Children of school-age (5-17) represent approximately 39 per cent of the displaced population; schools provide a safe space for children protecting them from an array of protection concerns including gender-based violence and forced recruitment, while displacement in turn compromises their chances of remaining enrolled in school, thus putting their safety at risk and additional strain on an already stretched education system.
PRMN household-level data indicates that an average of 23% of displaced households do not have an adult male within the household (rising to more than 40% in some regions such as Middle and Lower Juba). This may suggest that in some cases, men either choose to or are / feel compelled to remain behind in the area of origin or that their access to areas where assistance is available is compromised. It also suggests that in many cases, women travel alone or with children making them potentially vulnerable to a range of protection concerns. Even if men travel with their households during displacement, anecdotal evidence suggests that some leave after arrival (more than 70% of households installed at IDP sites in Baidoa in April were described as female-headed based on results of a REACH profiling exercise).
Note: PRMN partners in the field collect information at both aggregated level (from key informants) and also at household level based on interviews with displaced families from which disaggregated data is recorded. Over the past 7 months, the number of interviews at household level represents approximately 25% of the total number of interviews (5% of the displaced individuals recorded) – a sufficiently large sample size to allow conclusions to be drawn on the population as a whole with reasonable confidence.

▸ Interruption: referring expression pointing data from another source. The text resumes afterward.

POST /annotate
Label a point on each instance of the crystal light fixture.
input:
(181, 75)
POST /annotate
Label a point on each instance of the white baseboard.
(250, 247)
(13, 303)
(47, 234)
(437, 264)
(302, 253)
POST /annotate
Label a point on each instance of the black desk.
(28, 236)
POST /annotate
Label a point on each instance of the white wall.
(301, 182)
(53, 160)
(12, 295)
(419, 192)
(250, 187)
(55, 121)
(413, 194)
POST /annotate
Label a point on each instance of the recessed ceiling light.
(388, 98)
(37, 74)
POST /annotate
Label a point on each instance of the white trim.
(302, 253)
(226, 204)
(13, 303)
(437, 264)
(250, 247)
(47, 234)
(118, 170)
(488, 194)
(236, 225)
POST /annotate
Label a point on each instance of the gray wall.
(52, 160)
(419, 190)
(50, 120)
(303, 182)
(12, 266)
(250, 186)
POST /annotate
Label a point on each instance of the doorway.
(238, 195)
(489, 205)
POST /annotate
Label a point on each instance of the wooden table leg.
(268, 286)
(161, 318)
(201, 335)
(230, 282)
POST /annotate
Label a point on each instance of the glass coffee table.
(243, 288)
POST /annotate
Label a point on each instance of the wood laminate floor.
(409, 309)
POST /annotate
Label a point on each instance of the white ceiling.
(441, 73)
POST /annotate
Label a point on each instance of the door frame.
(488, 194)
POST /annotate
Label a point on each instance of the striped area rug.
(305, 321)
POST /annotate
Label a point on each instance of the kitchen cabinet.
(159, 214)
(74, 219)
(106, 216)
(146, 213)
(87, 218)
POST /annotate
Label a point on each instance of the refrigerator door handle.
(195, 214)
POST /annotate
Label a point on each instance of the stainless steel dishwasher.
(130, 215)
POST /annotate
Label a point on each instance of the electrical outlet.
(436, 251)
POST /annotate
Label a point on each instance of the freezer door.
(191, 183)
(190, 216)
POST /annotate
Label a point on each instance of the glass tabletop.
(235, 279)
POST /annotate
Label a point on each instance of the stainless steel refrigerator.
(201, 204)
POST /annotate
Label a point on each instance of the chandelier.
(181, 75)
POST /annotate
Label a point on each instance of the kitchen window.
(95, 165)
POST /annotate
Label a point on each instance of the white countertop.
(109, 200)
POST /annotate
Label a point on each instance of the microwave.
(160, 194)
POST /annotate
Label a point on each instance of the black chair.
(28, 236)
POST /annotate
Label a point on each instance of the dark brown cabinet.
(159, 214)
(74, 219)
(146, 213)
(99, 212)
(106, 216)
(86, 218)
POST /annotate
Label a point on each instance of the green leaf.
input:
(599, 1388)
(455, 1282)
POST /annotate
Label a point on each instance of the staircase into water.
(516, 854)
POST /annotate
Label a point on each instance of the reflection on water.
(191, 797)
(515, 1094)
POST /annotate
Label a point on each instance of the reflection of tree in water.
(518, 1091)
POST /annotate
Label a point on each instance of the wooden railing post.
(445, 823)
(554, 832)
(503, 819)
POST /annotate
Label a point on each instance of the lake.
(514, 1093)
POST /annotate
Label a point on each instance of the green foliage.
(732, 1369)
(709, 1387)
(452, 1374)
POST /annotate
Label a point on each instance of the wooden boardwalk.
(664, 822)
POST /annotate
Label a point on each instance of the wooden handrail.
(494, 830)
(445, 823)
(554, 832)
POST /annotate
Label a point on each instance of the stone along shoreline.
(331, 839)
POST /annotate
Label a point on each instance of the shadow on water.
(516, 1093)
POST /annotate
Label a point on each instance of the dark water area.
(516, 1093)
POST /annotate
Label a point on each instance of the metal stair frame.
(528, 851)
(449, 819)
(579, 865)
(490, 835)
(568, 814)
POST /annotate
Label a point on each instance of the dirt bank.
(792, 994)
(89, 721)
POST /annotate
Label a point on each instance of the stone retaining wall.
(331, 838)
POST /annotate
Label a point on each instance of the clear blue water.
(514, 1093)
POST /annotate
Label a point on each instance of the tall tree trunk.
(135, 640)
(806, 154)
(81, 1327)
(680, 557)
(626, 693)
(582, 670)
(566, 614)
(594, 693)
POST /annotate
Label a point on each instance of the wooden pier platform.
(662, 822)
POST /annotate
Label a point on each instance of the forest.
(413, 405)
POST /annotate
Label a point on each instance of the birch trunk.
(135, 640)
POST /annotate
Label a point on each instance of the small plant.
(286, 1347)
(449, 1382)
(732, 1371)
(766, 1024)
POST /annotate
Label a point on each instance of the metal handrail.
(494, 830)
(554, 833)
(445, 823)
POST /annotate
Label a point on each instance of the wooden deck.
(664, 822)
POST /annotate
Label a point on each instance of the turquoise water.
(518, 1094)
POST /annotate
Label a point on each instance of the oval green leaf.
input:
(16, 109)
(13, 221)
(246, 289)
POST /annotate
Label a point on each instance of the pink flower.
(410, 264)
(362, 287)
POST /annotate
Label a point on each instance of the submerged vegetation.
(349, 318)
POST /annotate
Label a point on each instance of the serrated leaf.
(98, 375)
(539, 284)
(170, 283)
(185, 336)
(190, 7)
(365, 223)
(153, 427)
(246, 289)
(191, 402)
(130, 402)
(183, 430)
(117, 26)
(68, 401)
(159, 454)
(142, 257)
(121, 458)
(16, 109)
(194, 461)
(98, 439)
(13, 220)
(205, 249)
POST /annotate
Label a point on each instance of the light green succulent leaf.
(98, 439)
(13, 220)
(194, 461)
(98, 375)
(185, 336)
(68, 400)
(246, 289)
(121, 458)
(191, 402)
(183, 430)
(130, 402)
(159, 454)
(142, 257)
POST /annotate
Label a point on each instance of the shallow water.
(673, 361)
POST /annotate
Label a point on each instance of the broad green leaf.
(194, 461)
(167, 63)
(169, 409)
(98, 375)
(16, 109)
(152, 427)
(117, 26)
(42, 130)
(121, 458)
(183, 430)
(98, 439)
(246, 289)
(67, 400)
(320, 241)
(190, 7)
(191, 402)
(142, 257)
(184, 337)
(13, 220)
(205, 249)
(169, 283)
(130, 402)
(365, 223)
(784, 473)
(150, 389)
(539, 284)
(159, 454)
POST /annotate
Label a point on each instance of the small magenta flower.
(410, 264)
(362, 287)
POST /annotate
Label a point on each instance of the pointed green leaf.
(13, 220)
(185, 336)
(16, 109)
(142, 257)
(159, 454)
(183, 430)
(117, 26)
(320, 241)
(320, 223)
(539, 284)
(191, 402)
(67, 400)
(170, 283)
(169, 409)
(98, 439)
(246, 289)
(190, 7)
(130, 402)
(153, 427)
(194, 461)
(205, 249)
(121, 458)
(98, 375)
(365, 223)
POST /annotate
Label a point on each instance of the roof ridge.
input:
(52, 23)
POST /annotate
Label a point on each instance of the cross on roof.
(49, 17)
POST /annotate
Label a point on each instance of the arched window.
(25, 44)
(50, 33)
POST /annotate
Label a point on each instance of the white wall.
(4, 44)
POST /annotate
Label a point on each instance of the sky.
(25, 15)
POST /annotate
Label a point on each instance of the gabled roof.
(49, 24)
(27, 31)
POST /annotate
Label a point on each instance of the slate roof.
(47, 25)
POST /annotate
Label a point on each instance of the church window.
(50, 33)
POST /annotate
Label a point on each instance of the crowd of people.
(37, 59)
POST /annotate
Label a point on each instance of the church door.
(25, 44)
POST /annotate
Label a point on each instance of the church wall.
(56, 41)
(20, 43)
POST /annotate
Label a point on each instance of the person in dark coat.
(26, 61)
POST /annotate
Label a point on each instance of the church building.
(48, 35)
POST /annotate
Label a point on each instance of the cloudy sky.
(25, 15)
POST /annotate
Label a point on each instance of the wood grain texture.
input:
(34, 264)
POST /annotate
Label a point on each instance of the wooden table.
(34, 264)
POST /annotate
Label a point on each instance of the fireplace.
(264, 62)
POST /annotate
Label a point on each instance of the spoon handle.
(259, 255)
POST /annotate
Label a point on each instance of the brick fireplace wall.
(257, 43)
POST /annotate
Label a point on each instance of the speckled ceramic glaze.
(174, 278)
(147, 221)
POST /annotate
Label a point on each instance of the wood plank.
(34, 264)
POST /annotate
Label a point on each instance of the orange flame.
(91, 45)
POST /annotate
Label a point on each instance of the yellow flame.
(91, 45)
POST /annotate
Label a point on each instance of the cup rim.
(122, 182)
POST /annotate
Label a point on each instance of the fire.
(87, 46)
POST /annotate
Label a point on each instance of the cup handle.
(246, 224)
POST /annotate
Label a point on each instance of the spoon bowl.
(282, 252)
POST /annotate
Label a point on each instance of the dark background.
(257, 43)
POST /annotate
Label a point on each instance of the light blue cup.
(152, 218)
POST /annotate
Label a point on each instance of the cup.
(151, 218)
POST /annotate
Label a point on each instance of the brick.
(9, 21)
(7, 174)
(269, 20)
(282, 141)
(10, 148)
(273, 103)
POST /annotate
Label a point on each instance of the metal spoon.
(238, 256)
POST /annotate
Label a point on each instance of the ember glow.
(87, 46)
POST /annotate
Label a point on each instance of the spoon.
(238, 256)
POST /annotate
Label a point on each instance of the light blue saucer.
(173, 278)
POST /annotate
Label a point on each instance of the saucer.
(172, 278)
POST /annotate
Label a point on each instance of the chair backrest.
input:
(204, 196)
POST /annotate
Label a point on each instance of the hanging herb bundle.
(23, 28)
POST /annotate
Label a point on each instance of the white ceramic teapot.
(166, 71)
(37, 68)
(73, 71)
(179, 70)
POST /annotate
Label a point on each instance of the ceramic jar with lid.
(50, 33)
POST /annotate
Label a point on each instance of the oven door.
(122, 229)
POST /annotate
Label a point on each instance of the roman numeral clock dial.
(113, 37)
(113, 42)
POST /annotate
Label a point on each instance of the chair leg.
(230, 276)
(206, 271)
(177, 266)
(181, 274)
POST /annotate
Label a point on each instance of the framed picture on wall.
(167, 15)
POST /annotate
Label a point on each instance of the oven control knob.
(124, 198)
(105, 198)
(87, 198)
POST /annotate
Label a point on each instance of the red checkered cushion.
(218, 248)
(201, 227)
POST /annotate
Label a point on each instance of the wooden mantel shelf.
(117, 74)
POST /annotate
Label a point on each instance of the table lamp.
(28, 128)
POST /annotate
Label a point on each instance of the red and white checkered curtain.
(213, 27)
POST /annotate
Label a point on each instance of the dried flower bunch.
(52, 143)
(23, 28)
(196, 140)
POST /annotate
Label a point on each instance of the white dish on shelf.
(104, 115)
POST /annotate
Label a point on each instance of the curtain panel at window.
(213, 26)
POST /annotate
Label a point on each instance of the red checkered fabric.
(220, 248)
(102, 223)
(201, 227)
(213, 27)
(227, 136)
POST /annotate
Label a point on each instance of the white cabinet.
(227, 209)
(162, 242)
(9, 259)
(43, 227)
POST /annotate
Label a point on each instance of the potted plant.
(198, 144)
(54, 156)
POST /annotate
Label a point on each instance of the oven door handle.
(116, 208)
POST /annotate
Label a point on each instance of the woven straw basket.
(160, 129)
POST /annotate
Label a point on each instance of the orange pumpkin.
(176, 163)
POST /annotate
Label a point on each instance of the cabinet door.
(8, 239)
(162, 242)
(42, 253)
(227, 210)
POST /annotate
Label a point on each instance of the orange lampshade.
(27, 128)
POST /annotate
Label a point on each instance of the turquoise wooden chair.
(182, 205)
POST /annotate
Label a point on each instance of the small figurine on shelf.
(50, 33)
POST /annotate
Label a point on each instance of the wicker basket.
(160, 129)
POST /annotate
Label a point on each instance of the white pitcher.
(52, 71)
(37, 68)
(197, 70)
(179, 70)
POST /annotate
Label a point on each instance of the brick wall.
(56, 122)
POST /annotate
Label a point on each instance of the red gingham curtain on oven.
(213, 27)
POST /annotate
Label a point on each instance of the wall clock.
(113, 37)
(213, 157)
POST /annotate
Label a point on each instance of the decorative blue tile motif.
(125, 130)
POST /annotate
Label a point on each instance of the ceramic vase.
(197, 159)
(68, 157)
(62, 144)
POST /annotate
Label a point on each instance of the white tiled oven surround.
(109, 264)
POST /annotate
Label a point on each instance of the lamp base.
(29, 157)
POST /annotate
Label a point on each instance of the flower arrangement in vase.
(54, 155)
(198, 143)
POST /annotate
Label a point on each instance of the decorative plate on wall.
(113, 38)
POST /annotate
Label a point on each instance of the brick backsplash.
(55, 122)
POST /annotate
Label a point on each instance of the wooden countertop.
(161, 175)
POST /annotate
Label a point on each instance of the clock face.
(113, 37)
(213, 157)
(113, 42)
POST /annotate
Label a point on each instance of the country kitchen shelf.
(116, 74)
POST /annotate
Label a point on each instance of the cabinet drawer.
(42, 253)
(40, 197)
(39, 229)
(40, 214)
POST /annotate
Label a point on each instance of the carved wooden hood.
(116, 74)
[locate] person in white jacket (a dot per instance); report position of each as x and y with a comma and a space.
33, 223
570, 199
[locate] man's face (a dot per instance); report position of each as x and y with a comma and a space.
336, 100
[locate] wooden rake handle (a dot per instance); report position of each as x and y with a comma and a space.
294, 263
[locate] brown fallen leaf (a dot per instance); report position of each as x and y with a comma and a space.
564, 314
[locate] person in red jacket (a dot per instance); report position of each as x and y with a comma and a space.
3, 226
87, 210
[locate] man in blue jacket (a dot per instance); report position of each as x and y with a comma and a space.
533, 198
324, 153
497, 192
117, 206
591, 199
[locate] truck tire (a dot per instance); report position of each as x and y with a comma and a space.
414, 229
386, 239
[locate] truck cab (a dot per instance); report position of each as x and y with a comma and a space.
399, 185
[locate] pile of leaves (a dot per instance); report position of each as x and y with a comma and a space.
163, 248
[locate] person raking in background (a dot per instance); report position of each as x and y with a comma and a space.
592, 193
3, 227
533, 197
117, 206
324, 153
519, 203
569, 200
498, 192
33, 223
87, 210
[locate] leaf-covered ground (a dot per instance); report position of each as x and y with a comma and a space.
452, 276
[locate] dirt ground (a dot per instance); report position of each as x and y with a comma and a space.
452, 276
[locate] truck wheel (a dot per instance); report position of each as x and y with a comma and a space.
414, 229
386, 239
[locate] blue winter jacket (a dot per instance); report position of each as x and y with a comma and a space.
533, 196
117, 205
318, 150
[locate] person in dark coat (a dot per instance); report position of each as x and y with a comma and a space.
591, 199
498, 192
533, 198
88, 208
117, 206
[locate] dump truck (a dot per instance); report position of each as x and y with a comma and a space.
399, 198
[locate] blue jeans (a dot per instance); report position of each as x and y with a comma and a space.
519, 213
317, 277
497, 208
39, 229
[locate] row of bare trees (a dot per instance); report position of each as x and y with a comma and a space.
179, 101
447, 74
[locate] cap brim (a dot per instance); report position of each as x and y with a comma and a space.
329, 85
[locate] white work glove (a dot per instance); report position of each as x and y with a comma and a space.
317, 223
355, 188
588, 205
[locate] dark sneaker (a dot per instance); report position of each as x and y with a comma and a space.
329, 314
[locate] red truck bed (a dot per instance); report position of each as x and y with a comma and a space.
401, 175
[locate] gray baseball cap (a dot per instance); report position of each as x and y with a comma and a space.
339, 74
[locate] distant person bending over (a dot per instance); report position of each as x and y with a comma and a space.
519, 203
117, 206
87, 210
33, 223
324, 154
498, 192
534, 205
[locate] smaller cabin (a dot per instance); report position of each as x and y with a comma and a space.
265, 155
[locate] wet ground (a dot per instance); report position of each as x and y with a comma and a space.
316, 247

May 2017 was the first month in which significant verifiable returns to origin of drought-displaced individuals have been recorded. Of the 7,700 returns recorded during May (predominantly in the second half of the month) about 85% arise within the Bay region (primarily within Baidoa district but also some IDP returns have been recorded to settlements in Dinsoor and Qansax Dheer districts)
Of the 7,700 returns, almost 60% were within 50 km and more than 90% within a distance of 100km. Many of the individual reports referring to the returns mention planting as a primary motivator for return. It is unclear if these returns are temporary in nature.
Third party reports have been received of some 3,000 returns within Bari region but have not so far been verified by partners in the field so are not included in the figures reported by PRMN.
The number of IDP returns is still limited, representing less than 1% of the drought-related displacements over the past 7 months. It should however be noted that IDP returns are less visible to the PRMN network than arrivals of displaced to recognised IDP sites so it is likely that the overall numbers are higher.